Parallèle à cela, il y a la famille de Léon, une famille harmonieuse, simple, belle et, disons-le, ordinaire. Ses deux parents sont amoureux depuis le secondaire, s’aiment toujours et son frère Antoine est discret et obsédé par le cinéma de la Nouvelle-Vague. On s’attache à cette famille bien ancrée dans le réel et on y reconnait des gens. Cette stabilité familiale a de quoi inspirer, mais je suis bien consciente que pour Léon, 15 ans, avoir une mère voleuse de banque est beaucoup plus intéressant.
La fameuse Léonie viendra donc rendre visite à Léon et sa famille pendant 3 jours. Elle y rencontrera le meilleur ami de Léon, la copie conforme de Taylor Lautner, le loup-garou de Twilight. Au fil de ce weekend, on y découvrira qu’il est tentant de se créer une identité autre simplement pour combattre la détresse du quotidien et que parfois, l’imagination peut être notre seul repère tranquille. C’est aussi à ce moment qu’on réalisera que le grand frère, Antoine, souffre d’anorexie.
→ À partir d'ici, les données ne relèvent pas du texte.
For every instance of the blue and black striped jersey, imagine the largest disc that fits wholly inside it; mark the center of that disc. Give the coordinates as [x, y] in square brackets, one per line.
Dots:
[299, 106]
La famille entière de Léon sera donc confrontée à ce drame.
J’ai particulièrement aimé le fait que Simon Boulerice traite d’anorexie masculine, car ce n’est jamais abordé. Le roman le dit lui-même, l’anorexie c’est pour les filles. Cette décision de représenter l’anorexie chez un personnage masculin est excellente, on y brise les clichés et je suis certaine que de lire qu’un autre garçon souffre comme soi peut être très libérateur pour ceux qui souffrent de cette maladie, mais aussi pour tous les autres qui se doivent de comprendre que l’anorexie n’a pas de genre. Les sous-textes du roman sont profondément solides et ancrés dans des problématiques propres à la jeunesse ; identité, anorexie masculine et intimidation.
Ça faisait longtemps, depuis Coeur de slush de Sarah-Maude Beauschene, que je n’avais pas lu un roman jeunesse si bien écrit et vrai. C’est le genre de livre que j’aurais aimé plus jeune à 15 ans, mais que j’aime tout autant à 24 ans. J’espère que les enseignants au secondaire penseront à mettre Jeanne Moreau a le sourire à l’envers à leurs plans de cours, car non seulement le personnage principal est un garçon, ce qui me semble relativement rare, mais il est normal comme beaucoup de garçons de son âge, préoccupé par son apparence, ses amitiés, ses amours et par son identité. Et toute la force des romans jeunesse est là : offrir un support, un sentiment d’unicité et de compréhension aux lecteurs.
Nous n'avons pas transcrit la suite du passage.